If anything, Last Call is a cinematic dumping ground for former A-list movie stars of varying generations, the emphasis on faded star power presumably a front for a weak f-bomb-laden script, unimaginative direction, and a hackneyed prodigal-son-returns-home storyline that seems to be a perennial favorite with indie directors these days.
The Prodigal One in this case is successful real estate developer Mick (played by former bad-boy star of obnoxious noughties series Entourage) who returns to his working-class Darby Heights neighborhood outside Philly only temporarily for his mom’s funeral but ends up feeling obligated to stay and try and help save his family’s business, a seedy Irish pub threatened by looming gentrification.
Of course, as soon as the opening credits begin to flash, we get the familiar bluegrassy acoustic slide guitar incidental music working its sensitive magic: from this, we know right away that under the film’s rough exterior there will be a contrived warm and sentimental underbelly. And sure, we meet lots of roguish, rough-and-tumble characters who carouse around in Mick’s periphery: all are Darby “lifers” who Mick not-so-secretly looks down on not least because they live in a state of boozy perpetual adolescence.
Rounding out the sundry actors cast for the local ne’er-do-wells are, among others, former 90s mainstay Jamie Kennedy, here playing a sleazy ponytailed bar bouncer; former Scorsese starlet Cathy Moriarty playing a vaguely Eastern European grandma; and none other than Bruce Dern, playing (surprise) a vulgarity-spewing old crank, a role these days he seems all too willing to be typecast in.

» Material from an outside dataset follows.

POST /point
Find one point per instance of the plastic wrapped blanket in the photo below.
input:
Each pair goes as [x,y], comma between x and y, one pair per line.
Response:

While the old neighborhood begins to suck Mick down into its bleary alcoholic depths, he also sees a business opportunity with a local crooked businessman who wants to bring a casino to the neighborhood, which could be a cash cow for Mick. So he goes door to door in his old stomping grounds, trying to get signatures for the casino's planning permission. (“It will bring jobs,” he tells everyone, except that no one seems interested in jobs around here).
The problem with casting Piven in the lead role of Mick is that it’s a role that requires emotional nuance and the ability to effectively feign an occasional nonabrasive personality trait. This is a film that certainly means well, but its attempts at having a “heart” lack depth and too often lapse into crude King of Queens-style working-class stereotypes. Not Recommended.